I climbed through the fence last and my own horse, Zar, left Caleigh to
rub his face against me. As usual, I planted my feet and leaned into him so he
wouldn’t knock me flat with that heavy, bony head. I ran my hands over the soft
chestnut coat that had begun growing out for the coming winter. I could feel the muscles
in his neck flex, and he groaned with pleasure when I scratched under his mane. It was a
comfort to breathe in his horsey smell of wild garlic and sweat. I’d missed the
horses as much as the girls.

“Mom, I think Rikka put on some weight.” Fai’s gray
horse, Rikka, thin and lithe, was a fine-boned twelve-year-old mare, narrower than the
two geldings.

“I think it’s just the hair,” Grace said.
“They’re all so furry.” Her horse, Brio, black as a cloudy night
sky, deserted her when Rikka reached her head to nudge him in the butt. Brio was the
tallest and youngest at ten, but Rikka was boss of the pasture. Zar was the elder
statesman of the three. Our horses are Arabians, the most elegant of horses and the
toughest for the desert riding we love. They had logged hundreds of miles on the trail;
in Zar’s case, thousands. Zar was eighteen. He’d been with me longer than
my children had, longer than Jeremy and I had been married. He’d carried me
through both pregnancies, had helped teach all the girls to ride, even Caleigh, who
begged off after a year of lessons left her as indifferent to riding as her sisters were
passionate about it. “I just like to pet Zar’s nose
once in a while. That doesn’t make me National Velvet,” she’d
famously said when she was eight.

“I suppose all you horse-crazy girls will settle down now
you’ve got your children back,” Nathan teased.

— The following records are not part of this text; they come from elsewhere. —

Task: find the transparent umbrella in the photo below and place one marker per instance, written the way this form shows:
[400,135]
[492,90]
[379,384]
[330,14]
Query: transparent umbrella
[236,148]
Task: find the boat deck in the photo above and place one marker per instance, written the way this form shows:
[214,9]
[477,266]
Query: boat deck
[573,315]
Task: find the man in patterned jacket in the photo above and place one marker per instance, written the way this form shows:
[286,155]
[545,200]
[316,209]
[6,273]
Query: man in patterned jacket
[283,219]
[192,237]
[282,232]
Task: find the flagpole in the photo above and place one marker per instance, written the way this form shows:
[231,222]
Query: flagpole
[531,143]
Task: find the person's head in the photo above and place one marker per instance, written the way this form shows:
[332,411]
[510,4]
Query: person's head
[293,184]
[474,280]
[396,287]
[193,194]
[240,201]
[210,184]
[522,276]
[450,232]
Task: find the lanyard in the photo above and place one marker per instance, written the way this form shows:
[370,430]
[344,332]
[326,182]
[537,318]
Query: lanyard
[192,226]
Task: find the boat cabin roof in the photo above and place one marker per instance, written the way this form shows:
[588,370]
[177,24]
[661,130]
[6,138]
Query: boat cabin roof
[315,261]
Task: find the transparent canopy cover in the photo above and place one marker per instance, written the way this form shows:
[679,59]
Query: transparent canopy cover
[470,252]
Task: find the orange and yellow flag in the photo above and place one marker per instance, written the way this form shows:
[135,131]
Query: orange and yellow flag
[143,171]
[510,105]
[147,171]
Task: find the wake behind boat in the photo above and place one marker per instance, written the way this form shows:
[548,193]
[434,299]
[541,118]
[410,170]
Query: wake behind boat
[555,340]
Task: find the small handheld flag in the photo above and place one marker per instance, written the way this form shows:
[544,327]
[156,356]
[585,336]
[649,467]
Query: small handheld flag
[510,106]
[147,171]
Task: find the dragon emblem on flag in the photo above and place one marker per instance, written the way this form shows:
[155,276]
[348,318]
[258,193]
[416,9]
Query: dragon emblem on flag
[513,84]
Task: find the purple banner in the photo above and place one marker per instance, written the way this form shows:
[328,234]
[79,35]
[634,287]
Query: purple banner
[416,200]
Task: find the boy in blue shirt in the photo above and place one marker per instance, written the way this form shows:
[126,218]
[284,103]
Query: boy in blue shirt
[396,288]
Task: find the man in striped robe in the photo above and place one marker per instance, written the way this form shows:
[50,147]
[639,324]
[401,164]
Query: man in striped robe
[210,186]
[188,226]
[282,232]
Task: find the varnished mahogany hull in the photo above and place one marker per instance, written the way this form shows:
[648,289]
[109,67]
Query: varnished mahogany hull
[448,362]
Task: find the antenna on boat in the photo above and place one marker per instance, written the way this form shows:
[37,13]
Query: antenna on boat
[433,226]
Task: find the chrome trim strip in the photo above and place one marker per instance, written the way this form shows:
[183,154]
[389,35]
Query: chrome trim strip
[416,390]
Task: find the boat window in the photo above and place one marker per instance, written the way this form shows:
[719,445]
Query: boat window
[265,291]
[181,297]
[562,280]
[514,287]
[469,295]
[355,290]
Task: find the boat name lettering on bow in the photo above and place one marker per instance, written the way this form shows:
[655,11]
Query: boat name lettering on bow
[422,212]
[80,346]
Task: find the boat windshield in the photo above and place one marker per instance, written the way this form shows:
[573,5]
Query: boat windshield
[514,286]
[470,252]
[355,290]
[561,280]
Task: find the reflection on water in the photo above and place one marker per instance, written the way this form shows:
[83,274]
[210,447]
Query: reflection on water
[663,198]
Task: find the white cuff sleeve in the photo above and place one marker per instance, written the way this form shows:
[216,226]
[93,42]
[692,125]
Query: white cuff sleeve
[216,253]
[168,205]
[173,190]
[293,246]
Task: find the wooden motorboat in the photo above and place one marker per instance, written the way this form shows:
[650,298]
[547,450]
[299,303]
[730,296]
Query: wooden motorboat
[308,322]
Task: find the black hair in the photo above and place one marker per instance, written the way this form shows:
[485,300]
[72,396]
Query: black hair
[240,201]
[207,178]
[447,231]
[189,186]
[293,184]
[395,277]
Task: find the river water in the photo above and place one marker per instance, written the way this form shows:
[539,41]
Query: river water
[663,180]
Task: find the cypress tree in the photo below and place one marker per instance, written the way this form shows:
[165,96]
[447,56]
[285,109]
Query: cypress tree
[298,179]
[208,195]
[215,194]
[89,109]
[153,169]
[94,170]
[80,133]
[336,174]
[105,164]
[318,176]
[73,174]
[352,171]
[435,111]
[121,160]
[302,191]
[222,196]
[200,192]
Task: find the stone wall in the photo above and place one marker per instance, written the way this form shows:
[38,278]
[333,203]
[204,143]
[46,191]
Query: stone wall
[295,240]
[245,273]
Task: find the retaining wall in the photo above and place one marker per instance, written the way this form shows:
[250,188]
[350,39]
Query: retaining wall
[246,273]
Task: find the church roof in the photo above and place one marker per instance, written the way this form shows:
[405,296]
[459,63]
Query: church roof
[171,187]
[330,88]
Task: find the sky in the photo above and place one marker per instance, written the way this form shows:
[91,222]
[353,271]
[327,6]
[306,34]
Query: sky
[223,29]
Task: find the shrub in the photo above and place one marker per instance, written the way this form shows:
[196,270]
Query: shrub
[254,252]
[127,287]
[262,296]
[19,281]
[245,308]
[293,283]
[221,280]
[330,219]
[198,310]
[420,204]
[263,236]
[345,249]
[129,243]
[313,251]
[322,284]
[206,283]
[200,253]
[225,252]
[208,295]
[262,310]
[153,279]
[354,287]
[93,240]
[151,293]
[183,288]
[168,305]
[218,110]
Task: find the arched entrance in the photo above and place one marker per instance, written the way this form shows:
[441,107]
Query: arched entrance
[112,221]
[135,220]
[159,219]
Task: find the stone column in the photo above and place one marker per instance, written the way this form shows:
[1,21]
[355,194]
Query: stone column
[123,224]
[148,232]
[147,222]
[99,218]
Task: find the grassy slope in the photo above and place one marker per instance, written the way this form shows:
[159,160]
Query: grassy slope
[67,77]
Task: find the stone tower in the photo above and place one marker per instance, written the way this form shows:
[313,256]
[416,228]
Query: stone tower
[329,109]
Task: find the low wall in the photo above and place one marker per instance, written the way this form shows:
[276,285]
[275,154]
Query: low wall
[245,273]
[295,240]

“Hey, coz.” Grace sidled up to him. “Why don’t
you ever ride with us?”

Fai piped in, “Because riding is one thing we do better than
him.” All three girls collapsed into gales of laughter.

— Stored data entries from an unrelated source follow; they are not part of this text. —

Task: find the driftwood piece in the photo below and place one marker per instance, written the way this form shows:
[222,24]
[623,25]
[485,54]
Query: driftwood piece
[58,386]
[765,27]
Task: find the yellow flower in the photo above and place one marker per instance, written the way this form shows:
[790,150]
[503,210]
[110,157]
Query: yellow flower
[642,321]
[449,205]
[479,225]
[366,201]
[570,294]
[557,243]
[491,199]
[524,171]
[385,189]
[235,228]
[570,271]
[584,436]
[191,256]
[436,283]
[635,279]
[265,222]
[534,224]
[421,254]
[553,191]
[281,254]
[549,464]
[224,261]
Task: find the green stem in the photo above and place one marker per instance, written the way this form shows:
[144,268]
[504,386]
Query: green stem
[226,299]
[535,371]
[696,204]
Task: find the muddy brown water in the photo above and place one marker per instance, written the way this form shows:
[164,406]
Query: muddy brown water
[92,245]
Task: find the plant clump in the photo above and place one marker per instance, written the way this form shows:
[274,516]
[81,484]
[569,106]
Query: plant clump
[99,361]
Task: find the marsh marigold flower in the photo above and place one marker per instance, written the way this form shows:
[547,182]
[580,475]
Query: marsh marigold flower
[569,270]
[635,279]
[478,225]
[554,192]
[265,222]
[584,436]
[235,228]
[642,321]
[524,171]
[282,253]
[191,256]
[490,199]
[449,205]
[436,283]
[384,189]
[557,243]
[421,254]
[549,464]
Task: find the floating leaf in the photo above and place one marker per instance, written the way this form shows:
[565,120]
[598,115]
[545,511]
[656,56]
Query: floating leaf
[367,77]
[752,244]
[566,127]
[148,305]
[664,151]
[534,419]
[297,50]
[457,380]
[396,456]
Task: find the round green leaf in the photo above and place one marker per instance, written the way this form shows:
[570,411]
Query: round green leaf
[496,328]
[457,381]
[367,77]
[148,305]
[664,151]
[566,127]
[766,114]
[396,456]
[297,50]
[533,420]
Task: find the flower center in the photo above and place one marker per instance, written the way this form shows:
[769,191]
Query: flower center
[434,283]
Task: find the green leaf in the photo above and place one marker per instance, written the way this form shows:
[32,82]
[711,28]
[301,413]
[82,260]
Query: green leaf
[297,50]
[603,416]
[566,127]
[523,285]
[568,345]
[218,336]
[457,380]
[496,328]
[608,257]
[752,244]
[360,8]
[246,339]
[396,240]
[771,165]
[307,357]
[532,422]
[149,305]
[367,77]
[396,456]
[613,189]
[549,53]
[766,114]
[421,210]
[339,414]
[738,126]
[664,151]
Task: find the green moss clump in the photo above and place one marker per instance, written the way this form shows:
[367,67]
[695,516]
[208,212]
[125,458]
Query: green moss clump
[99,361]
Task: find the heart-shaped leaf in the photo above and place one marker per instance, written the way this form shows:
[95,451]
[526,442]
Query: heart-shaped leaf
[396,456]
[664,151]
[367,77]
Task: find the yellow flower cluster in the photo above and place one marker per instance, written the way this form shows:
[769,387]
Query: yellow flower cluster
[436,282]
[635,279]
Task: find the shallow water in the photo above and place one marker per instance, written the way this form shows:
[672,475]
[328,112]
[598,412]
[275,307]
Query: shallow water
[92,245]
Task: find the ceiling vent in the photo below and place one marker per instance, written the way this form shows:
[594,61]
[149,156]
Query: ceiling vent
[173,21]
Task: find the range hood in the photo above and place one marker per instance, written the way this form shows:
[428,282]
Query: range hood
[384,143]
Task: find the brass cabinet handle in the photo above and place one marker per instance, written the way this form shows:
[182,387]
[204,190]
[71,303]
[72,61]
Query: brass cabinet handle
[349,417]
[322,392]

Nathan just shook his head. “You guessed the secret! You’re
too good. You all just laugh at me.”

It was true. Nathan could ride well enough, but the twins were
naturals.

“I hope you don’t mind going out with only your old mother
tomorrow. I want to show you the trails I rode when I was your age.”

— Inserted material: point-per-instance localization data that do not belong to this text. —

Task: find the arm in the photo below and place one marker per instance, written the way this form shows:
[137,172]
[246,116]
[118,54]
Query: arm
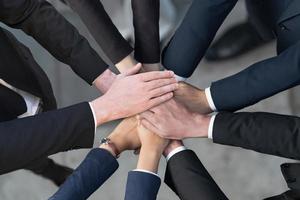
[188,178]
[192,38]
[143,183]
[257,82]
[100,163]
[263,132]
[102,28]
[41,21]
[146,30]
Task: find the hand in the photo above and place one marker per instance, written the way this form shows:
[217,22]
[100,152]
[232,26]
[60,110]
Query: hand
[193,98]
[171,146]
[104,81]
[172,120]
[151,150]
[131,94]
[124,136]
[151,140]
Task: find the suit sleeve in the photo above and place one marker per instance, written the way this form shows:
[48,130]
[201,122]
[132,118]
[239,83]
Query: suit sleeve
[146,30]
[95,169]
[28,139]
[102,28]
[259,81]
[262,132]
[41,20]
[194,35]
[189,179]
[141,185]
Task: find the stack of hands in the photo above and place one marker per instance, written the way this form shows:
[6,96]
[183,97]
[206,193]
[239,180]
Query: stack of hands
[156,105]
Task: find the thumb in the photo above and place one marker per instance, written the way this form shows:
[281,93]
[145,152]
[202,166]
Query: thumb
[133,70]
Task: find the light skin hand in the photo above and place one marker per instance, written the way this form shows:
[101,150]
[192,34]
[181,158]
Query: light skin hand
[133,93]
[151,150]
[174,121]
[124,137]
[104,81]
[193,98]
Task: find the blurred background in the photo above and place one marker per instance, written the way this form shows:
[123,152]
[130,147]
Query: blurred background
[240,173]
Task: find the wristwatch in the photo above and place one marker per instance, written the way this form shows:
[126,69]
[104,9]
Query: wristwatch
[108,142]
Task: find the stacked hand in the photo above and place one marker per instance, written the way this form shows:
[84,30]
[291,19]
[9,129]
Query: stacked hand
[132,93]
[193,98]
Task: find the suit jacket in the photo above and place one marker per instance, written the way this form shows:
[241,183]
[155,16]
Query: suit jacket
[145,21]
[263,132]
[41,21]
[95,169]
[22,141]
[141,185]
[259,81]
[189,179]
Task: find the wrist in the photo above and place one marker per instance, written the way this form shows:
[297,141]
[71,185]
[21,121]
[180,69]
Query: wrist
[102,111]
[172,146]
[201,127]
[104,81]
[204,102]
[149,160]
[127,63]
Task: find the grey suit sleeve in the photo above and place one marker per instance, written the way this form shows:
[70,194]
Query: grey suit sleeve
[42,21]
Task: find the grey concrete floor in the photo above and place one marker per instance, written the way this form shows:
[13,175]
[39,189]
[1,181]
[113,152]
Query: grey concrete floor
[242,174]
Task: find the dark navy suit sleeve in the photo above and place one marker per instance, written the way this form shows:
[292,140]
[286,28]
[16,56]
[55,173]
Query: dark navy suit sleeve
[194,35]
[96,168]
[48,27]
[142,185]
[259,81]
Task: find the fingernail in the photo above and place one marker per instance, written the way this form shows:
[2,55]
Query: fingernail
[172,73]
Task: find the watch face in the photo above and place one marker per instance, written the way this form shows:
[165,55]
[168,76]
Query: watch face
[105,141]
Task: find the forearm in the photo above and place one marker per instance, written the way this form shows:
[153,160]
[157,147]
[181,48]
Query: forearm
[102,29]
[146,30]
[149,159]
[71,127]
[59,37]
[257,82]
[191,40]
[263,132]
[95,169]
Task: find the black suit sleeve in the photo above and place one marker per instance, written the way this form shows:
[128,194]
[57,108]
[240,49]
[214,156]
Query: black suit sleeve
[189,179]
[28,139]
[259,81]
[41,20]
[146,30]
[102,28]
[263,132]
[194,35]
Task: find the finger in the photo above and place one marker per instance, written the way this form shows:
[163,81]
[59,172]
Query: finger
[137,151]
[133,70]
[148,115]
[149,76]
[160,83]
[163,90]
[158,100]
[148,125]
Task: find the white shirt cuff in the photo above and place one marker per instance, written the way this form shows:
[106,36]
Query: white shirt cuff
[94,115]
[175,151]
[180,78]
[211,126]
[210,100]
[145,171]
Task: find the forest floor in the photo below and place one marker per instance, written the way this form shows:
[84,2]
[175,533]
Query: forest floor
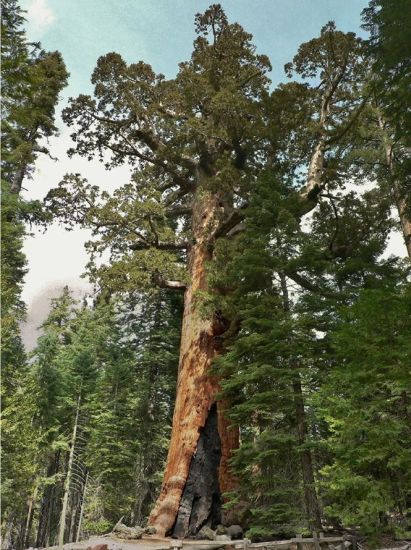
[145,543]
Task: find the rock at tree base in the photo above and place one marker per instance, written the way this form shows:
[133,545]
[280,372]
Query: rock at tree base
[200,503]
[205,533]
[222,538]
[235,532]
[150,530]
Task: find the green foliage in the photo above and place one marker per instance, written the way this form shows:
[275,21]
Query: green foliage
[365,402]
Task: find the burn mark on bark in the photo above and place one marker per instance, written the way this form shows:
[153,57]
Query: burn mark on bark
[200,503]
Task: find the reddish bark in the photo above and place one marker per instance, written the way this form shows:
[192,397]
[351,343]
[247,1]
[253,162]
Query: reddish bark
[196,387]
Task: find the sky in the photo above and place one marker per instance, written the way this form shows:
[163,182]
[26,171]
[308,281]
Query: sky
[161,33]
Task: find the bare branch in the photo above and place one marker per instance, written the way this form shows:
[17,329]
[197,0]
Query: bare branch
[144,245]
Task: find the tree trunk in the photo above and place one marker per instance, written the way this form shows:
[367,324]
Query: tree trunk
[68,478]
[47,504]
[312,507]
[199,427]
[399,199]
[83,502]
[29,519]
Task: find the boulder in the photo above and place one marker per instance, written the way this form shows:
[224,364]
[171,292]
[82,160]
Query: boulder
[124,532]
[235,532]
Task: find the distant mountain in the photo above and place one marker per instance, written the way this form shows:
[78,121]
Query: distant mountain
[38,310]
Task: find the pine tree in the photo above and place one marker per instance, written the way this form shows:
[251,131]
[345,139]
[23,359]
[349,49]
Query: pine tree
[194,138]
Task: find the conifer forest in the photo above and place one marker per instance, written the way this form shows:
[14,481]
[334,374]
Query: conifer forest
[244,358]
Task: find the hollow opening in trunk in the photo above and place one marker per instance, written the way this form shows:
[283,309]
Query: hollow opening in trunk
[200,503]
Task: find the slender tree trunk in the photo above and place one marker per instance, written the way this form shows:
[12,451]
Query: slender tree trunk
[83,502]
[47,504]
[29,519]
[312,507]
[68,478]
[199,426]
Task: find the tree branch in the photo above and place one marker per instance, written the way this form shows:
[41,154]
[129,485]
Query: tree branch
[312,287]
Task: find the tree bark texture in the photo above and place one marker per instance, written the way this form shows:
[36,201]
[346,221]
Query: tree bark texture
[48,518]
[62,527]
[196,411]
[312,507]
[399,199]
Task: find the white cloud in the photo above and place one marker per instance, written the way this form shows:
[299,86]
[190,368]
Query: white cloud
[39,15]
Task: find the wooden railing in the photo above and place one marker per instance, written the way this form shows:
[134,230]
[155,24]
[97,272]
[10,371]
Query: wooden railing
[316,542]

Grace snickered. “Aren’t they all grown over by
now?”

“Yeah.” Fai butted me with her shoulder. “I bet all
the brambles and things have grown up around them, and trolls live under the bridges,
and the princess has been asleep for a thousand years.”

“Oh, come on, your mother’s not that old,” Nathan
came to my defense. “She was just a little girl when the spell was
cast.”

“Hey! Say I don’t have an evil spell cast on me!” I
pinched him.

“Owww! All right, all right. No evil spell, a nice one.” He
rubbed his arm, grinning. “Okay?”

“Okay.”

The girls paid no attention to us. Grace perched on the fence with
Caleigh, helping her braid Zar’s mane. Fai, her face furrowed with care, plucked
a burr out of Rikka’s tail. For that moment, we almost seemed like a family
again, almost complete, almost whole. But then I remembered it was a fragile illusion,
one that could tumble like a house of cards.